Three members of a Canadian ice hockey team will receive $2.25 million in compensation for injuries suffered in 2005 in a fatal New York bus crash.
Windsor Wildcats players Carly Labadie and Tory Gault, along with assistant coach Jason Mailloux, will split the compensation following a six-day jury trial in New York state.
Labadie was awarded $1 million in damages, Gault $500,000 and Mailloux $750,000. All three were found to have suffered personal injuries as well as post-traumatic stress disorder.
The team’s injury lawyer, Moshe Horn, said: “The verdict demonstrates how seriously the jury was moved by the experiences of having witnessed the deaths of their close friends and teammates.
“While (they) were fortunate to have survived the crash, their lives haven’t been the same since.”
Four people died in the accident on 29 January, 2005, which happened when a bus taking the Wildcats Intermediate BB Women’s hockey team to a ski hill in New York smashed into a tractor-trailer illegally parked on the side of Interstate 390. A further 16 people were injured.

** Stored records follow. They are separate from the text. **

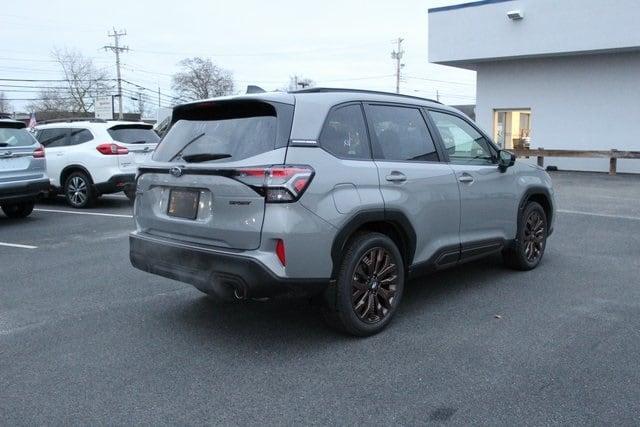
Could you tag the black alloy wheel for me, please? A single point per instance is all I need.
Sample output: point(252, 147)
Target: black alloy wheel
point(374, 285)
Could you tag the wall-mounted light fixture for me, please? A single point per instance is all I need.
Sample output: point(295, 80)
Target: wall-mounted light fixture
point(515, 15)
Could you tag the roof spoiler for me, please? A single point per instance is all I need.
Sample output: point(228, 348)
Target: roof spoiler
point(255, 89)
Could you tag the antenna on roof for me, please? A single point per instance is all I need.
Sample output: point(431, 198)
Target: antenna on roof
point(255, 89)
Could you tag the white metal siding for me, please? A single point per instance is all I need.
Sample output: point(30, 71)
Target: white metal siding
point(587, 102)
point(464, 36)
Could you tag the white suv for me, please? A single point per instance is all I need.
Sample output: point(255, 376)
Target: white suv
point(88, 158)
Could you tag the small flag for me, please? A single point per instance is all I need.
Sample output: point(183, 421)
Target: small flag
point(32, 121)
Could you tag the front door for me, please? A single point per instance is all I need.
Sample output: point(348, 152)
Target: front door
point(488, 196)
point(55, 141)
point(414, 181)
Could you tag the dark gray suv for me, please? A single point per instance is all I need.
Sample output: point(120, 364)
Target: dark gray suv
point(22, 169)
point(339, 193)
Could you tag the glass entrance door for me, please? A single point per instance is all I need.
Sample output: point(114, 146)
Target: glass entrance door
point(512, 128)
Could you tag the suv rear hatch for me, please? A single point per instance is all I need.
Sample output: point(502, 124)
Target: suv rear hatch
point(21, 157)
point(206, 181)
point(139, 138)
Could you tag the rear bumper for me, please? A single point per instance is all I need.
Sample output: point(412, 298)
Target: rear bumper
point(117, 183)
point(218, 273)
point(23, 191)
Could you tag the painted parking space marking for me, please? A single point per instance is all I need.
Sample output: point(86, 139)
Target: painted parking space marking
point(629, 217)
point(16, 245)
point(84, 213)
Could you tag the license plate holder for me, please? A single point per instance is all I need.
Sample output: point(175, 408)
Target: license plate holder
point(183, 204)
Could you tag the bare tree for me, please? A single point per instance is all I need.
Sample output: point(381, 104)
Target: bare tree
point(296, 82)
point(83, 82)
point(200, 79)
point(5, 105)
point(50, 100)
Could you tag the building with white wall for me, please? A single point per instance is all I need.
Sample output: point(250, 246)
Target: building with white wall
point(564, 74)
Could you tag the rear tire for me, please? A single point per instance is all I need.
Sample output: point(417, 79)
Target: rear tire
point(526, 252)
point(131, 195)
point(78, 190)
point(18, 210)
point(368, 288)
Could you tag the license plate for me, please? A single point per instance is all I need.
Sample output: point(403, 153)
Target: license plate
point(183, 204)
point(141, 157)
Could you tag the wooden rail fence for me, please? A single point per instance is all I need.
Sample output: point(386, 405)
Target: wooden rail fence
point(612, 155)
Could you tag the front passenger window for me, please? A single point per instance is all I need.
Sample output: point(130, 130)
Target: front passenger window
point(463, 143)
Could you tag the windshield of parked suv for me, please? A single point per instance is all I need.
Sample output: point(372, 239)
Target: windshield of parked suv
point(134, 135)
point(230, 139)
point(10, 137)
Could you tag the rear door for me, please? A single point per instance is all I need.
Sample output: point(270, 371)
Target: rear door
point(16, 154)
point(414, 181)
point(489, 199)
point(206, 179)
point(140, 139)
point(55, 142)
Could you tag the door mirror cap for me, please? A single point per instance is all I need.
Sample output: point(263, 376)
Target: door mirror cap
point(505, 160)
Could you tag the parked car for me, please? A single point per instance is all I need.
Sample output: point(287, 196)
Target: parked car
point(22, 169)
point(88, 158)
point(342, 193)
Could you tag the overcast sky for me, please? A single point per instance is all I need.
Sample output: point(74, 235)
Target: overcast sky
point(337, 43)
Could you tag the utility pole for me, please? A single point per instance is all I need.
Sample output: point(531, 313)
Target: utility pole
point(397, 55)
point(116, 48)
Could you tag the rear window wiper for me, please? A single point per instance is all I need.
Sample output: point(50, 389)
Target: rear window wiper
point(204, 157)
point(194, 139)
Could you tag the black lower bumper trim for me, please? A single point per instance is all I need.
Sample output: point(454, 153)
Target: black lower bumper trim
point(220, 274)
point(117, 183)
point(24, 191)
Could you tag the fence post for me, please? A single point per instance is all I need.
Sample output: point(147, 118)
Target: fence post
point(613, 163)
point(540, 159)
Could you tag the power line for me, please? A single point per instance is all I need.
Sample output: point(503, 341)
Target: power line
point(116, 48)
point(397, 55)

The force of the impact almost sliced the bus in half, with the driver’s side mostly surviving intact while the other side was obliterated.
Bus company Coach Canada admitted liability for 90 per cent of the crash and the company that owned the tractor-trailer, J&J Hauling Inc, took responsibility for the remaining 10 per cent.
Several other compensation claims involving members of the team are still awaiting trial.